Morris Houses are a public housing project owned by the New York City Housing Authority (NYCHA) that consists of 17 buildings. The housing complex is located between East 169th to 171st Streets and between Park to 3rd Avenues in the Morrisania neighborhood of the Bronx in New York City. The site is located adjacent to Metro-North Railroad's train tracks. The housing complex was named after Gouverneur Morris. Buildings I, V, VI, X-XII, XVI, and XVII have 16 and 17 stories tall and Buildings II-IV, VII-IX, and XIII-XV has 20 stories each.

== History ==
These properties for both I and II were completed in August 1965 and were designed by the architecture firm of Chapman, Evans & Delahanty. The complex is part of four contiguous public housing projects—which also include the Butler, Morrisania and Webster houses—that are collectively named Claremont Village.

=== 21st century ===
In the summer of 2019, the Senior First Engagement Process took place at this Complex and the 2nd and 3rd showed an overview of the Senior First Program for Morris II part only. Using the data from BX3, more than 35% of residents aged 65 or older are living below the poverty level, the vacate rate is 1.8%, the median rent for the studios and for single-bedroom units is $883 more than the average rent in Morris II ($507), ~20% of the Adult Population had disabilities, and about 8% of rental units had housing code violations.
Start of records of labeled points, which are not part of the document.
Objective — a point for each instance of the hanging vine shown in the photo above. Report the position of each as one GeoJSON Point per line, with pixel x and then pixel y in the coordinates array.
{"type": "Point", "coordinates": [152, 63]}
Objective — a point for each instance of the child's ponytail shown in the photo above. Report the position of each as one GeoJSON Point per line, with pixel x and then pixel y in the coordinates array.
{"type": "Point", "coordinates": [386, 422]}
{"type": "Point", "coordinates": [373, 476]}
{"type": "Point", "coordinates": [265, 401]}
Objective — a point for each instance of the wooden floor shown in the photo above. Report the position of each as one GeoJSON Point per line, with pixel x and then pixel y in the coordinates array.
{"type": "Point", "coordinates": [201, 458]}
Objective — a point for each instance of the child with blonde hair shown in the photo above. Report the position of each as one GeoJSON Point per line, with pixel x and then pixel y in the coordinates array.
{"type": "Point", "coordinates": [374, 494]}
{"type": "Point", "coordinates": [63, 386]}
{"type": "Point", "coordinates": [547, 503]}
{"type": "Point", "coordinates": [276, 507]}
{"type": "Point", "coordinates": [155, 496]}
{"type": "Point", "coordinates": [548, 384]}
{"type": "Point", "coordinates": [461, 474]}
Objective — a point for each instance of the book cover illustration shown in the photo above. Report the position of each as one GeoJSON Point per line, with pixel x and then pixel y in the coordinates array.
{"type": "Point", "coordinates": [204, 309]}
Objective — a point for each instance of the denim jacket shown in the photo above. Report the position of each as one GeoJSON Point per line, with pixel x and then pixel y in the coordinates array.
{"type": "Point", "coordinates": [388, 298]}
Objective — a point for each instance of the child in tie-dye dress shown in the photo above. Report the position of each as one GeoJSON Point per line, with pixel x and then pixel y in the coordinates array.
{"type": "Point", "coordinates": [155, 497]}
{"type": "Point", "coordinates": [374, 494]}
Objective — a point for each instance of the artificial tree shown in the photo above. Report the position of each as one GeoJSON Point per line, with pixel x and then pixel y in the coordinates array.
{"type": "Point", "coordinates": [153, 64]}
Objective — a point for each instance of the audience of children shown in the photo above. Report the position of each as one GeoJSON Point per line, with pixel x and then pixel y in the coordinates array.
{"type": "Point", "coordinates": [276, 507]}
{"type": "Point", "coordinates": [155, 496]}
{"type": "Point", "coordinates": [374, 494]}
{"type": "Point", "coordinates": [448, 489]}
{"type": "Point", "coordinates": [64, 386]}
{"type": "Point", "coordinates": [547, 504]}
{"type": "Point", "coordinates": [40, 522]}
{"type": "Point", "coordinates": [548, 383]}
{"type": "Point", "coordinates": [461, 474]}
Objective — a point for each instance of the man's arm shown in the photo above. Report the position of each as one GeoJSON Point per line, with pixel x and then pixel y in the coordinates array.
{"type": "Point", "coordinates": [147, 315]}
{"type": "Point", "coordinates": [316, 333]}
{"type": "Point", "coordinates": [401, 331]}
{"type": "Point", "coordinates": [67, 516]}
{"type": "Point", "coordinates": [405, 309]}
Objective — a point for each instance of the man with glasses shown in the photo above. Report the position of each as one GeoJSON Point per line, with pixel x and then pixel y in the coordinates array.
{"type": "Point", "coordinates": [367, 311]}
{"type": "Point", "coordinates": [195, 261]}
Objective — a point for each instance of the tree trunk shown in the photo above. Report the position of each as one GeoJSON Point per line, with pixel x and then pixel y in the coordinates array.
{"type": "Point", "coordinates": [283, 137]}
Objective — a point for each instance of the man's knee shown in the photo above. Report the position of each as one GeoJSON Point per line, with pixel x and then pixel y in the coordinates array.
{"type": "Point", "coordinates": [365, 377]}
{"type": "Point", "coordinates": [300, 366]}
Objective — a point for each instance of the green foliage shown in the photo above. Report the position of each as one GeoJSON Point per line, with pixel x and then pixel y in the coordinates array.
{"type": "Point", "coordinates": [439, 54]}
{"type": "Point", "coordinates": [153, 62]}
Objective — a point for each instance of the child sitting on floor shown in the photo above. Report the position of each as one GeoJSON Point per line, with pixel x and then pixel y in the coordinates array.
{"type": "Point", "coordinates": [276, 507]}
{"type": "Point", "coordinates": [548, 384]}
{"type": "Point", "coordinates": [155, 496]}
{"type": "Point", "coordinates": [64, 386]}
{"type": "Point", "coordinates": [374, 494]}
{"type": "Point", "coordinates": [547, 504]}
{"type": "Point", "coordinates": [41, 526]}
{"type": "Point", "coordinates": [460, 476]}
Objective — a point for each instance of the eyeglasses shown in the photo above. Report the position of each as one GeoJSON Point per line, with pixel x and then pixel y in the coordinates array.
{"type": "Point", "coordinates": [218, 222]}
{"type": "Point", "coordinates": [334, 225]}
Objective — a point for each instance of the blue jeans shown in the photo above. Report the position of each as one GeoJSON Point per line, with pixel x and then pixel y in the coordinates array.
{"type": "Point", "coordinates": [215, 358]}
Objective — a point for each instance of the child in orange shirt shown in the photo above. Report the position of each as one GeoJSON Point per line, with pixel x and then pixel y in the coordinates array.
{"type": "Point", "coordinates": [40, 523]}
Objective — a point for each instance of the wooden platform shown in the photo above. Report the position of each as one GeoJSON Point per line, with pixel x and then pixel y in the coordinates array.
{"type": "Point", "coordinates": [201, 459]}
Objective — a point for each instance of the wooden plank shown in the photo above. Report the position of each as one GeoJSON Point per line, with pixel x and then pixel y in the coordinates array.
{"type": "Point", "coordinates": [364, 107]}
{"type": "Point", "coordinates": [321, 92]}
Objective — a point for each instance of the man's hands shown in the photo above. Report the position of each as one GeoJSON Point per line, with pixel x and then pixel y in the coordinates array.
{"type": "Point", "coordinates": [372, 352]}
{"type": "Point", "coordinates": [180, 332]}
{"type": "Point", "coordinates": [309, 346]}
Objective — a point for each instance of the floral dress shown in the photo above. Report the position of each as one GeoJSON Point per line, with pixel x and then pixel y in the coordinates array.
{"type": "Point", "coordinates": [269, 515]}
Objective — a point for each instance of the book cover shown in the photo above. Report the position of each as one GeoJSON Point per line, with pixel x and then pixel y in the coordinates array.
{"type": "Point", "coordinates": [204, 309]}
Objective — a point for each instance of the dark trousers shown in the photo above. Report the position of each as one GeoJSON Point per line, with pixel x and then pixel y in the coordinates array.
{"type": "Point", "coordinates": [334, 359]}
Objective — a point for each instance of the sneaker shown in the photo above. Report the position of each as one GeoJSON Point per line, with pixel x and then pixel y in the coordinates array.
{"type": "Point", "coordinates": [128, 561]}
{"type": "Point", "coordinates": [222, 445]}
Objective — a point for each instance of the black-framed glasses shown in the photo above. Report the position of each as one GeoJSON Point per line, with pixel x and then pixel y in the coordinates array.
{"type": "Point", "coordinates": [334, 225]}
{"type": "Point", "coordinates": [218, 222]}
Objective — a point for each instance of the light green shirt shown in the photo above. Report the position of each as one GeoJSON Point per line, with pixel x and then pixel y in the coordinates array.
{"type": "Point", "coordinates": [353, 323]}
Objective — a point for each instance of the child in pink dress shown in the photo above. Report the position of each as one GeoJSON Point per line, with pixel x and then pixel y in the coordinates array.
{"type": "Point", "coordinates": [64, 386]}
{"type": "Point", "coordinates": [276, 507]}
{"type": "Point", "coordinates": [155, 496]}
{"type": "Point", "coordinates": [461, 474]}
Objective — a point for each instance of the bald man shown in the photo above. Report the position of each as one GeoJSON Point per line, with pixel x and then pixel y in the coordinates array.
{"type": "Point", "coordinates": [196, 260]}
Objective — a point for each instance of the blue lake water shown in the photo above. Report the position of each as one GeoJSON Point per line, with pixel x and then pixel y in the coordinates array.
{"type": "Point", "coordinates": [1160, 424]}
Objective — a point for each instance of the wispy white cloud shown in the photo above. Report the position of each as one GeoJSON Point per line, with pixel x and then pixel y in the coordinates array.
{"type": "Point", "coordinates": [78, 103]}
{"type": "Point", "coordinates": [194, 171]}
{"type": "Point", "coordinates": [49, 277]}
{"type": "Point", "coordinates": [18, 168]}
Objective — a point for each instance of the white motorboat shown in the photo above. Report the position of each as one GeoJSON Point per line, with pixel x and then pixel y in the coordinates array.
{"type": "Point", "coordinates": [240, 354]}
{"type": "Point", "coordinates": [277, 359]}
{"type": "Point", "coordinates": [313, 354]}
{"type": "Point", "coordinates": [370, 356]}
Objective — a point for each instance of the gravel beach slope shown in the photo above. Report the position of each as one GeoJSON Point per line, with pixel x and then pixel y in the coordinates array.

In 2022, NYCHA planned to build Sol on Park, a 15-story mixed-use and senior housing building that will have Union Community Health Center, the Green Bronx Machine's National Health & Wellness Center, the SUNY Bronx Educational Opportunity Center, and the Selfhelp's Home Care Program and Training Center for Home Health Aides. It will have 195 apartment units for the Seniors. Its angled orientation facilitates better views, exposures, and the ventilation with roof terraces and gardens. These terraces will be on the 7th-9th floors and that will each have seats and have a walking loop.